May 8, 2001 -- Scientists have pinpointed a key area of the brain that appears to govern personality, including one's religious, social and political beliefs, and even style of dress, according to a new study.

The section of the brain was isolated after studying a group of 72 people suffering from a rare degenerative disorder similar to Alzheimer's disease called frontotemporal dementia. Damage to the right frontal lobe of the brain by the disease creates radical changes in the identities of the patients, according to the study.

"We think of our 'self' — including our beliefs and values and even the way we dress — as something we determine, not just an anatomical process," Bruce Miller, a neurologist at the University of California, San Francisco and author of the study, said in a statement. "But this research shows that one area of the brain controls much of our sense of self, and damage to that area can dramatically change who we are."

Charming to Cheap?

Miller presents the findings today at the American Academy of Neurology's annual meeting in Philadelphia.

Miller began investigating the anatomy of the self after noticing that patients with frontotemporal dementia, which usually strikes people in their 50s, made dramatic changes in their life.

"One woman was a charming, dynamic real estate agent who went from wearing expensive designer apparel to choosing cheap clothing" Miller said. "Her preference for fine dining in French restaurants turned into a love of fast food."

Another patient, a 40-year-old man, sold his business and moved from job to job.
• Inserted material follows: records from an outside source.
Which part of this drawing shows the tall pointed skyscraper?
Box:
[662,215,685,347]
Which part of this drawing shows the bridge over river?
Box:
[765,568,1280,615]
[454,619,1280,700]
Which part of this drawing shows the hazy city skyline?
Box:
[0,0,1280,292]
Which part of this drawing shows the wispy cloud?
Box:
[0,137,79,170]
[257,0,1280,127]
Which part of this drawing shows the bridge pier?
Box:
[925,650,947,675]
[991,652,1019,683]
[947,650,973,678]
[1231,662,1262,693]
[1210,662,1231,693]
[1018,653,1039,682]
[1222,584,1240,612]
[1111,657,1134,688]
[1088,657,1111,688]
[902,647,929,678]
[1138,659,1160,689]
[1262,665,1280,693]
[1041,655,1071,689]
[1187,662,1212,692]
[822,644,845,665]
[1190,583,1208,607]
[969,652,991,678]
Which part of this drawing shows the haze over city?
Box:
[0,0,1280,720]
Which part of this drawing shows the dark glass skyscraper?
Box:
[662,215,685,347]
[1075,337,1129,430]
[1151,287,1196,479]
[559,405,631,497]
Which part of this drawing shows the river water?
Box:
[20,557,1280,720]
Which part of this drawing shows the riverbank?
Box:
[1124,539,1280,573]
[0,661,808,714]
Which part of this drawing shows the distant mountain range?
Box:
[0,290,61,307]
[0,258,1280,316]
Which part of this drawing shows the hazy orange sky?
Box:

"At home he went from being tight-fisted and short-tempered to relaxed and easy-going," Miller said. His views on sex had been conservative, but they became tolerant and experimental, Miller said.

Of the 72 individuals studied, seven patients had a dramatic change of self. Of that group, six had the most serious abnormalities in the brain's right frontal lobe. The seventh patient had problems elsewhere in the brain, but the most severe were in the right frontal lobe.

"This suggests that normal functioning of the right frontal lobe is necessary for people to maintain their sense of self," Miller said. Biological disorder not only affects behavior, but can destroy patterns of self awareness, he said.

Miller told The Associated Press that scientists didn't yet understand why the right frontal lobe is so important to the sense of self.

"This is a kind of mysterious area in the brain," he said. "The question is why in this non-language area do we see a loss of self concepts. And the answer is: We don't know."